Technologies
AI Is Bad at Sudoku. It’s Even Worse at Showing Its Work
Researchers did more than ask chatbots to play games. They tested whether AI models could describe their thinking. The results were troubling.
Chatbots are genuinely impressive when you watch them do things they’re good at, like writing a basic email or creating weird, futuristic-looking images. But ask generative AI to solve one of those puzzles in the back of a newspaper, and things can quickly go off the rails.
That’s what researchers at the University of Colorado at Boulder found when they challenged large language models to solve sudoku. And not even the standard 9×9 puzzles. An easier 6×6 puzzle was often beyond the capabilities of an LLM without outside help (in this case, specific puzzle-solving tools).

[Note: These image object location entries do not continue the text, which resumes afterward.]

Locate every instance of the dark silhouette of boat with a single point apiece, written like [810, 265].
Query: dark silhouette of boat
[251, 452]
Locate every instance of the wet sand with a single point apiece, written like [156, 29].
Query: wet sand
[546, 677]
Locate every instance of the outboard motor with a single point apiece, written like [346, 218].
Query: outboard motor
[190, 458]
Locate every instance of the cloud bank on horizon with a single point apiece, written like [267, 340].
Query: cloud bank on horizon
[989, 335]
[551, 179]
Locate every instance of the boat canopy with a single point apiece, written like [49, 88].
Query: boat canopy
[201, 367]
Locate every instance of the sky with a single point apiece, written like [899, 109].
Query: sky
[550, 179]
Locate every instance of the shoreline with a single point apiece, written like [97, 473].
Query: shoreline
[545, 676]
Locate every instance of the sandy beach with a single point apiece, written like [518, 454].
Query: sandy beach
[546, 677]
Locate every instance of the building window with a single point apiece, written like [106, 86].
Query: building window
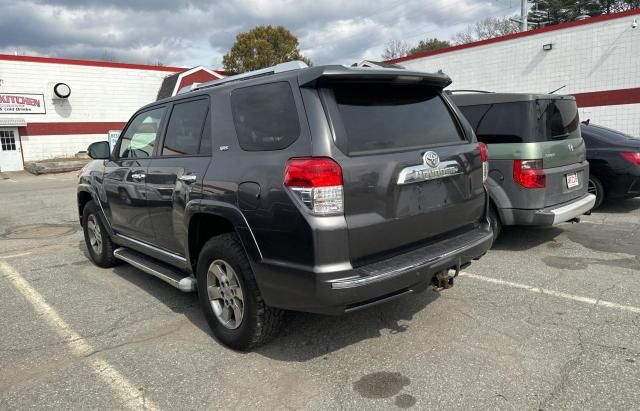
[7, 140]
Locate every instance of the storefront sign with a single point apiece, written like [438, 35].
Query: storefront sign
[113, 137]
[13, 103]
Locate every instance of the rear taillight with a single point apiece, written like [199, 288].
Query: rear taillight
[632, 157]
[317, 182]
[529, 173]
[484, 156]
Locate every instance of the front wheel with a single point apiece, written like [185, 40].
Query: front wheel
[98, 242]
[596, 188]
[230, 297]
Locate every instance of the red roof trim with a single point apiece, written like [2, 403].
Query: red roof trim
[51, 60]
[560, 26]
[608, 97]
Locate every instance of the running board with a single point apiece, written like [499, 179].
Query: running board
[166, 273]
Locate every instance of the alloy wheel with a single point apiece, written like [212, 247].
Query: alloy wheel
[225, 294]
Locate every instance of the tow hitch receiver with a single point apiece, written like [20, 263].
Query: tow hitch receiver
[442, 280]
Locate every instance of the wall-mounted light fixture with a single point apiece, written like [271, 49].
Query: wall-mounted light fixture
[61, 90]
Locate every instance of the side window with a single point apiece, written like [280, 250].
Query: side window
[140, 137]
[265, 116]
[185, 128]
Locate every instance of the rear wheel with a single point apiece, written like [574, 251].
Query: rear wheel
[230, 297]
[494, 219]
[98, 242]
[596, 188]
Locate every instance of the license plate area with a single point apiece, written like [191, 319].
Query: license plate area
[572, 180]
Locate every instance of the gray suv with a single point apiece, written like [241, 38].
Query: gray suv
[325, 189]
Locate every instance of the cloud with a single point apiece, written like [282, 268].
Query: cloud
[194, 32]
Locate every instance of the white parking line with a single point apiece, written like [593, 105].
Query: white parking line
[128, 393]
[559, 294]
[14, 255]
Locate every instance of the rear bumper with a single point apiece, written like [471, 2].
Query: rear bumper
[552, 215]
[342, 288]
[623, 186]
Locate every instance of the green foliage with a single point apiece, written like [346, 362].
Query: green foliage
[429, 45]
[260, 47]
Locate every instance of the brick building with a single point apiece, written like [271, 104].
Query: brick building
[53, 107]
[597, 60]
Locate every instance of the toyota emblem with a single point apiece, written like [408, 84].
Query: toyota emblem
[431, 159]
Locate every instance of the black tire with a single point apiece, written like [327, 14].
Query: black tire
[102, 256]
[494, 220]
[596, 187]
[259, 323]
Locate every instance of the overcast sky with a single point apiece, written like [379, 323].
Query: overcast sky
[199, 32]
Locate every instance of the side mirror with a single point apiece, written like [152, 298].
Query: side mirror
[99, 150]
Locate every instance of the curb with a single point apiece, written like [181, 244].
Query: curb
[44, 167]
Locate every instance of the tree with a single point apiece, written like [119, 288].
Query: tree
[260, 47]
[429, 45]
[486, 29]
[395, 49]
[548, 12]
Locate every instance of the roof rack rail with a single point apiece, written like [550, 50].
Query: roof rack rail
[469, 91]
[278, 68]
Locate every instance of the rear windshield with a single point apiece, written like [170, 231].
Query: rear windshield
[559, 119]
[377, 118]
[524, 122]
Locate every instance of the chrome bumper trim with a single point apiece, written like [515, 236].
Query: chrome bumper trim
[575, 209]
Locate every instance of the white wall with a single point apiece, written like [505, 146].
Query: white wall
[98, 94]
[36, 148]
[591, 57]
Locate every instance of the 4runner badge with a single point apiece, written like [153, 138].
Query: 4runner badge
[431, 159]
[430, 169]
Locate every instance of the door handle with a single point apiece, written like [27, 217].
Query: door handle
[188, 178]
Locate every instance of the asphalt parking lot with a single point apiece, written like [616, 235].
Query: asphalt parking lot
[549, 319]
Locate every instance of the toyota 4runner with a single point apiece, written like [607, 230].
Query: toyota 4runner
[325, 189]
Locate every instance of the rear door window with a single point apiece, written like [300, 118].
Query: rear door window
[378, 118]
[265, 116]
[184, 131]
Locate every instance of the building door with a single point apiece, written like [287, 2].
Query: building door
[10, 155]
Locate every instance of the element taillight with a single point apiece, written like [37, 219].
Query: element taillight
[529, 173]
[632, 157]
[317, 182]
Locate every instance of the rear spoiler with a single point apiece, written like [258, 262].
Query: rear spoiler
[311, 76]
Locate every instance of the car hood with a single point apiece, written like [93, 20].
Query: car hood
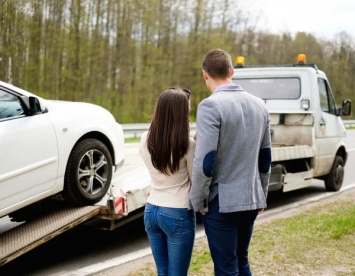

A more important finding came when the models were asked to show their work. For the most part, they couldn’t. Sometimes they lied. Sometimes they explained things in ways that made no sense. Sometimes they hallucinated and started talking about the weather.
If gen AI tools can’t explain their decisions accurately or transparently, that should cause us to be cautious as we give these things more control over our lives and decisions, said Ashutosh Trivedi, a computer science professor at the University of Colorado at Boulder and one of the authors of the paper published in July in the Findings of the Association for Computational Linguistics.
«We would really like those explanations to be transparent and be reflective of why AI made that decision, and not AI trying to manipulate the human by providing an explanation that a human might like,» Trivedi said.
Don’t miss any of our unbiased tech content and lab-based reviews. Add CNET as a preferred Google source.
The paper is part of a growing body of research into the behavior of large language models. Other recent studies have found, for example, that models hallucinate in part because their training procedures incentivize them to produce results a user will like, rather than what is accurate, or that people who use LLMs to help them write essays are less likely to remember what they wrote. As gen AI becomes more and more a part of our daily lives, the implications of how this technology works and how we behave when using it become hugely important.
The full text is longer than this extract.